Reputation: 135
Hi how's it going? I'm having an issue with excluding ties using window partition in scala. I want to collect the top 2 for each group excluding ties. So if there are three values, [5,5,3] for a particular group I want it to return 5 and 3, not 5 and 5.
This is my code so far:
val dummy_df = Seq(("yankees",5,4),("yankees",3,7),("yankees",5,2),("yankees",3,4),("red sox",7,3),("red sox",2,5),("red sox",2,4)).toDF("team","runs","opponent_runs")
val team_runs_partition= Window.partitionBy("team").orderBy($"runs".desc)
dummy_df.withColumn("rn",row_number.over(team_runs_partition)).filter($"rn"<=2).show
In tabular view the original dataframe looks like this:
and my current output dataframe looks like this:
However as you can see, due to the tie, it's not returning the top 2 unique "runs" for the Yankees but rather two instances of 5. I tried using the rank function but that becomes even worse with ties because if I have 5 ties at the top, the second value falls all the way to 6.
How would I solve this?
Thanks so much and have a great day!
Upvotes: 0
Views: 488
Reputation: 870
If you want to see the duplications (in case you have additional columns you're interested in), use dense_rank() instead of row_number() and then drop duplications.

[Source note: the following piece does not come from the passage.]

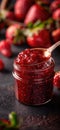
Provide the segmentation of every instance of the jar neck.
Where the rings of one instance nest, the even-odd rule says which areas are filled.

val window = Window.partitionBy("team").orderBy(col("runs").desc)
data
.withColumn("rn", dense_rank() over window)
.filter(col("rn") <= 2)
... // TODO whatever ...
.dropDuplicates("team", "runs")
If you don't care about duplications (in 'team' and 'runs') drop duplicates before you use your window:
data
.dropDuplicates("team", "runs")
.withColumn("rn", row_number() over window)
.filter(col("rn") <= 2)
Upvotes: 1